(Mc 6, 7-13)
— ¡Juan! ¿Tú dónde vas? ¿No ves que no puedes tener las cosas claras? Ese Jesús te tiene impresionado; es verdad que lo que dice y lo que hace convence, pero ni tú tienes edad, ni sabes todavía lo que quieres; ¿cómo te vas a ir a anunciar que viene el Reino de Dios?, ¿quién te va a escuchar a ti?
— Pues no lo sé, madre, si no puedo hablar porque sólo tengo 18 años tendré que escuchar lo que digan los otros; pero irme, me voy. No puedo quedarme aquí esperando a que maduren las uvas mientras Pedro, Andrés, Santiago y los demás comienzan a anunciar lo que Jesús nos ha contado y a ir haciendo lo que él ha hecho con nosotros. Después de escuchar mi nombre como uno de los doce que él ha escogido, ¡cómo no voy a irme? Tú es que eres mujer y no entiendes de estas cosas.
—¿Y de qué vais a vivir? ¿Vais a ser como esos sacerdotes que viven de lo que les dan las señoronas ricas y de las ofrendas de las pobres viudas?
—Madre, ofendiéndome no vas a conseguir que cambie de idea. Yo siempre viviré de mi propio trabajo, nunca me voy a aprovechar de la buena voluntad de la gente sencilla, no le reiré las gracias a los ricos para que me den limosna: ¿para eso crees tú que tus hijos se van con el Nazareno?
—Es verdad, Juan, perdóname; pero es que presiento tantos peligros.
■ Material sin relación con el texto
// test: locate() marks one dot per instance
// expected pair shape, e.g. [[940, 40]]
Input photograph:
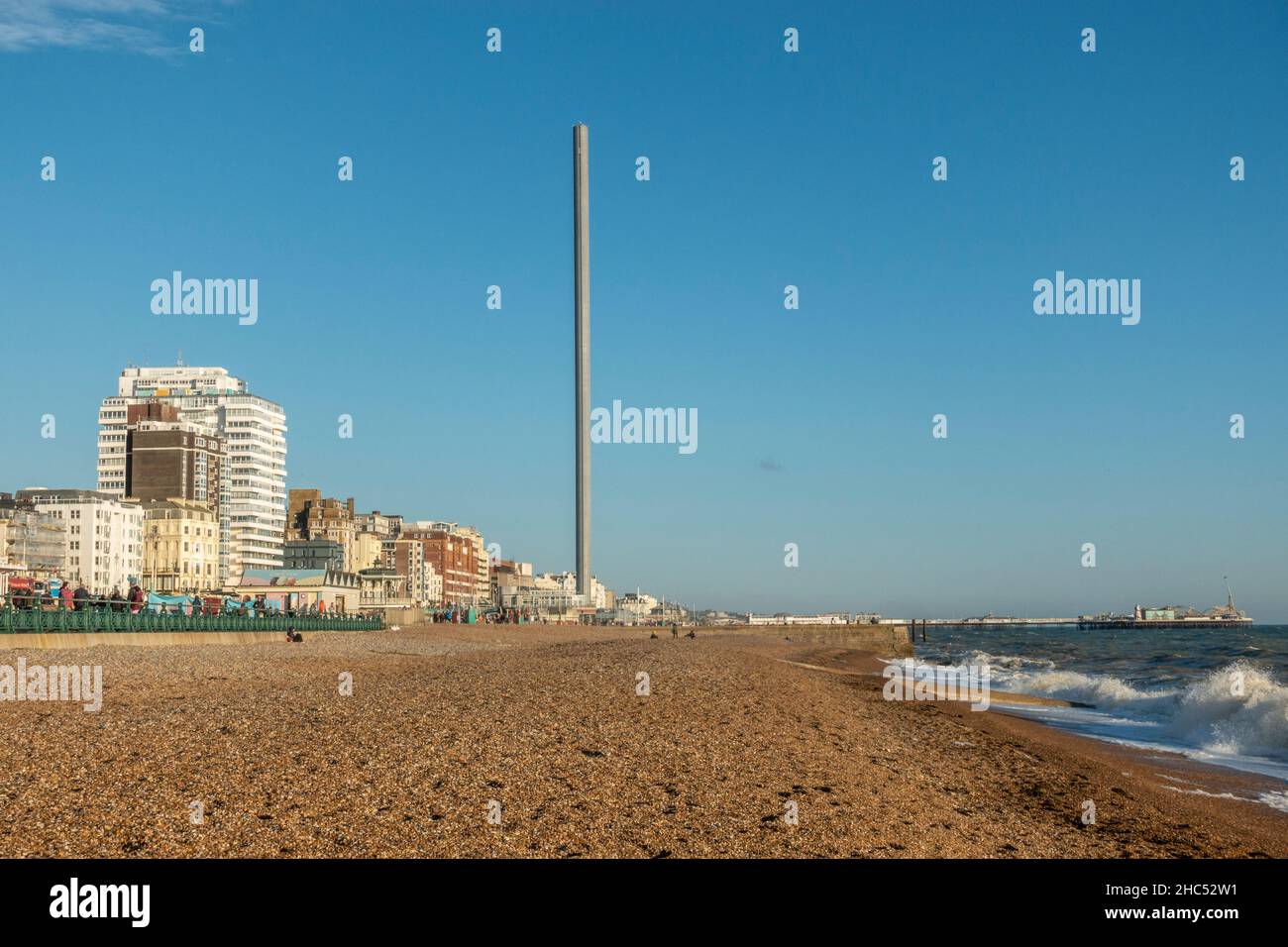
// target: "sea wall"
[[149, 639], [883, 639]]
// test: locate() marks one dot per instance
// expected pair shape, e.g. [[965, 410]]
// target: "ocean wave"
[[1235, 710]]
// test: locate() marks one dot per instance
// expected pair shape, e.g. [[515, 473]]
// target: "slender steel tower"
[[581, 317]]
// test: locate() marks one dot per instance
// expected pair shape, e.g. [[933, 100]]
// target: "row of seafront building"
[[191, 496]]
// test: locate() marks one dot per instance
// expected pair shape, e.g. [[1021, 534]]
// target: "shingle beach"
[[451, 729]]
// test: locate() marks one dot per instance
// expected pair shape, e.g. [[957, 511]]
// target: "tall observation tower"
[[581, 321]]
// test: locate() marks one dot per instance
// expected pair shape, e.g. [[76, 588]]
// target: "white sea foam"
[[1231, 712]]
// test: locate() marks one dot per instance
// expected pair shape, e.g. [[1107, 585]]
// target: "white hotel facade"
[[103, 536], [253, 519]]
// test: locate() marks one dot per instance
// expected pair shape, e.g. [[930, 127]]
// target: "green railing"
[[104, 620]]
Peligro de los romanos que en cuanto ven que alguien piensa por sí mismo lo llevan como esclavo a lugares que no conocemos o lo asesinan sin piedad; peligro de los jefes de nuestro pueblo que en cuanto os escuchen hablar del Dios de la justicia y de la verdad, del Dios del perdón y de la vida no van a parar hasta que alguien selle vuestros labios. No te vayas, por favor, Juan, que te lo pide tu madre.
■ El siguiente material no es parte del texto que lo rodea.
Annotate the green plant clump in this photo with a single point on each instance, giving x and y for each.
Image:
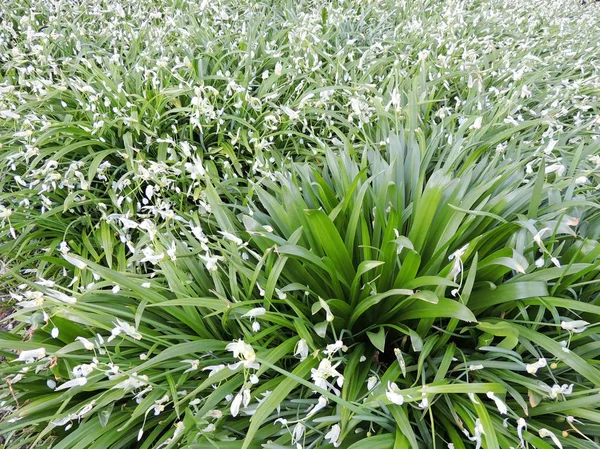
(295, 224)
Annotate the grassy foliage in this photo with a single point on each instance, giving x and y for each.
(278, 224)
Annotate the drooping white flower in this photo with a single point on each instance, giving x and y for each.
(132, 382)
(477, 123)
(31, 355)
(478, 433)
(335, 347)
(301, 349)
(78, 382)
(83, 370)
(545, 433)
(179, 428)
(126, 328)
(298, 432)
(235, 405)
(401, 362)
(213, 369)
(244, 352)
(151, 256)
(278, 68)
(320, 405)
(564, 389)
(521, 425)
(193, 365)
(393, 394)
(457, 267)
(372, 382)
(575, 326)
(75, 262)
(499, 404)
(253, 313)
(86, 343)
(210, 262)
(229, 236)
(333, 435)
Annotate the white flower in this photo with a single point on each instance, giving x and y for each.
(335, 347)
(544, 433)
(301, 349)
(75, 262)
(78, 382)
(210, 261)
(538, 237)
(151, 256)
(499, 404)
(564, 389)
(400, 359)
(532, 368)
(86, 343)
(298, 432)
(193, 365)
(521, 425)
(457, 267)
(477, 123)
(31, 355)
(83, 370)
(128, 329)
(179, 428)
(253, 313)
(478, 433)
(372, 382)
(213, 369)
(244, 352)
(321, 404)
(333, 435)
(238, 241)
(235, 405)
(393, 394)
(576, 326)
(278, 68)
(326, 370)
(132, 382)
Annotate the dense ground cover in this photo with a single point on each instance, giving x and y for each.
(287, 224)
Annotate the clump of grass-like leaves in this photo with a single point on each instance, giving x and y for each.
(277, 224)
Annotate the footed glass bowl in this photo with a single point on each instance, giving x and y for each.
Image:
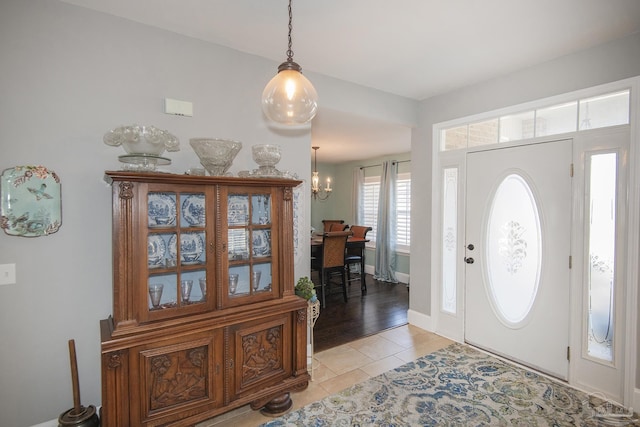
(216, 155)
(143, 140)
(266, 154)
(267, 157)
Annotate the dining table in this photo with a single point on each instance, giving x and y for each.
(357, 243)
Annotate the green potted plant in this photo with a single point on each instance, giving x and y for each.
(306, 289)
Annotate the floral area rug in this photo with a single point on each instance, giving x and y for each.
(457, 386)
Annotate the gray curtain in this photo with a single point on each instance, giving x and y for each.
(358, 196)
(386, 228)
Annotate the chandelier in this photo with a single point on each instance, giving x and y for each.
(289, 98)
(316, 191)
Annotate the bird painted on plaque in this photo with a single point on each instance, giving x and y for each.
(40, 192)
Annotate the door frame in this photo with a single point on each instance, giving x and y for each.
(452, 325)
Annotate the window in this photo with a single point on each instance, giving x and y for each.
(403, 209)
(610, 109)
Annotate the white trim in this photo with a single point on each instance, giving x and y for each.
(633, 252)
(420, 320)
(439, 158)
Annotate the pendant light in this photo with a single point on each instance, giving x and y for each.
(290, 98)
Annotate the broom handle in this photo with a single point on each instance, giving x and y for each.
(74, 377)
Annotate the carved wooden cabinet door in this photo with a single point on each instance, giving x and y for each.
(259, 353)
(176, 376)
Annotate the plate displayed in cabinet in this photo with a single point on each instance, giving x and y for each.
(193, 210)
(191, 248)
(261, 243)
(238, 210)
(161, 210)
(156, 248)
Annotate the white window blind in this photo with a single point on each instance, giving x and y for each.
(403, 209)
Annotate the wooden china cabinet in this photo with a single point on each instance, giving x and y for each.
(205, 318)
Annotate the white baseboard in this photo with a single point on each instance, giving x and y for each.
(420, 320)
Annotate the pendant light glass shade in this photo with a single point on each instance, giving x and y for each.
(289, 97)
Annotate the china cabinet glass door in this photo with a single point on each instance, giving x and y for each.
(251, 246)
(179, 246)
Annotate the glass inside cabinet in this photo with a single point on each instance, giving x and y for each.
(249, 244)
(176, 249)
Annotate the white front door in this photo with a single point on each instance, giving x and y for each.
(518, 241)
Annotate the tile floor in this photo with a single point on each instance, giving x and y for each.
(340, 367)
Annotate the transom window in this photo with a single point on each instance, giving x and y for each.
(610, 109)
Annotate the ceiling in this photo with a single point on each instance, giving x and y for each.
(411, 48)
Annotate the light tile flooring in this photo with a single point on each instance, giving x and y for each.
(340, 367)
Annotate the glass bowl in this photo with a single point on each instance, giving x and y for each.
(267, 155)
(216, 155)
(142, 140)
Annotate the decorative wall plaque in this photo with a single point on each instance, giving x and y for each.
(31, 203)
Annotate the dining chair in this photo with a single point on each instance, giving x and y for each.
(338, 227)
(355, 255)
(333, 262)
(326, 223)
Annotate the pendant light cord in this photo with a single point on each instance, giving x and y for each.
(290, 51)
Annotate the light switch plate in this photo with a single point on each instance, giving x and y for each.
(179, 108)
(7, 274)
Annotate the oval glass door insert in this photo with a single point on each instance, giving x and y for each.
(513, 254)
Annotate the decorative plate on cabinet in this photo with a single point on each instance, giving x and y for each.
(193, 210)
(161, 210)
(31, 201)
(238, 210)
(156, 248)
(261, 243)
(191, 248)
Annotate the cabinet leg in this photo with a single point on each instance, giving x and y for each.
(277, 406)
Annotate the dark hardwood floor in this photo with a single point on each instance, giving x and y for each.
(384, 306)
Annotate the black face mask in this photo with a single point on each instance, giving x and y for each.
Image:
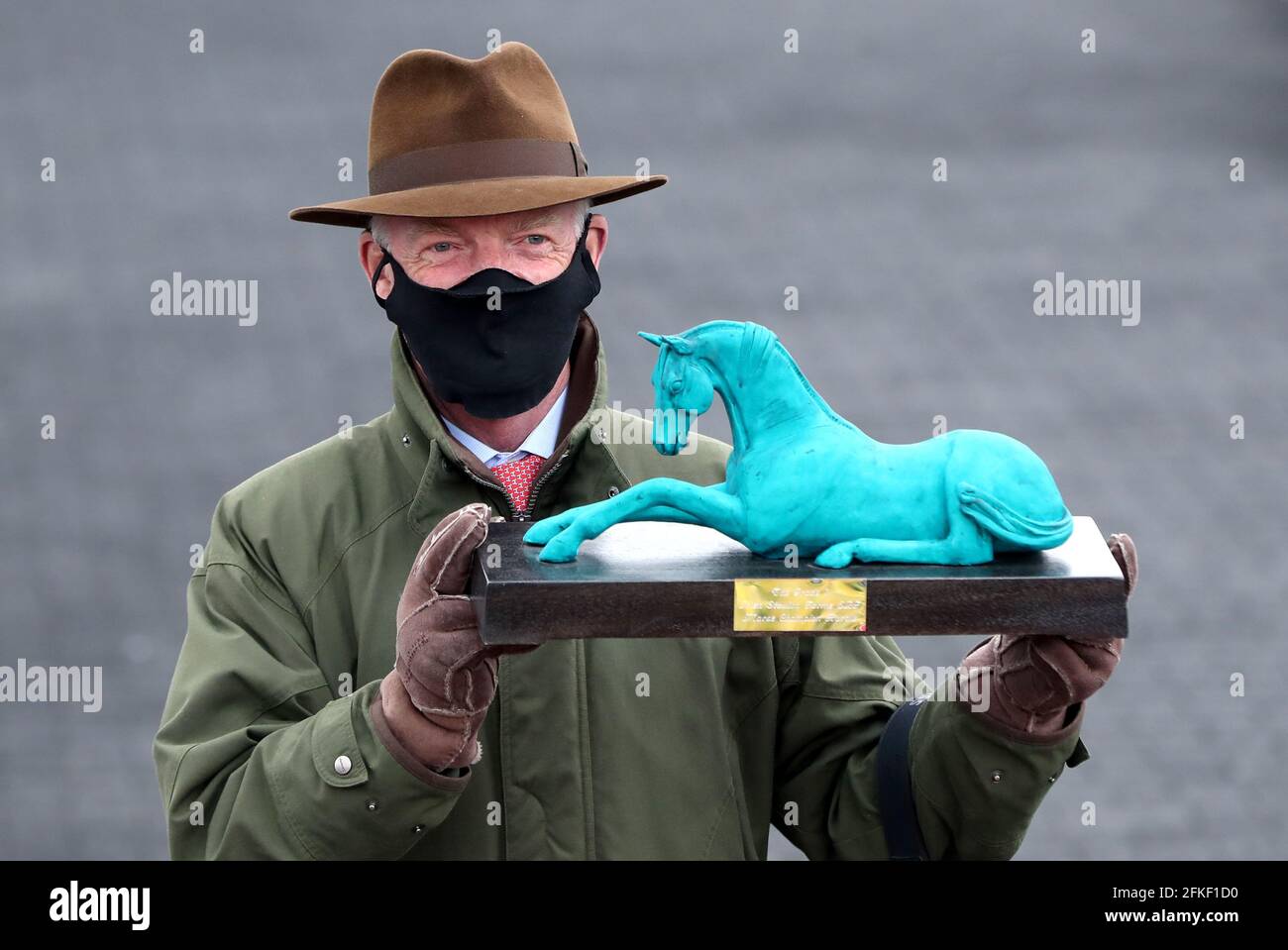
(497, 362)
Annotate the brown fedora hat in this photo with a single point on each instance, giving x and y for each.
(454, 137)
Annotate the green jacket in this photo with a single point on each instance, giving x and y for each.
(291, 628)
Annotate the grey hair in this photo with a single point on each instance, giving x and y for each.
(378, 224)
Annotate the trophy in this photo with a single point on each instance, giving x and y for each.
(818, 528)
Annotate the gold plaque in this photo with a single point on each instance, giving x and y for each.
(800, 604)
—Madre, es que usted no ha escuchado lo que dice Jesús; cómo habla del reino nuevo donde los limpios de corazón verán a Dios, y donde los que acogen la paz son los verdaderos hijos de Dios. Usted no ha visto cómo los más pobres recobran la sonrisa cuando él los mira y los acaricia. El otro día el tullido de la fuente de abajo se arrastraba para poder acercarse a él, y cuando Jesús lo vio y le habló se dibujó en su cara una satisfacción como yo nunca había visto. Ese hombre nunca lo había visto reír, nunca. O cuando…
—No sigas, Juan. Vete con mi bendición y cuídate, por favor.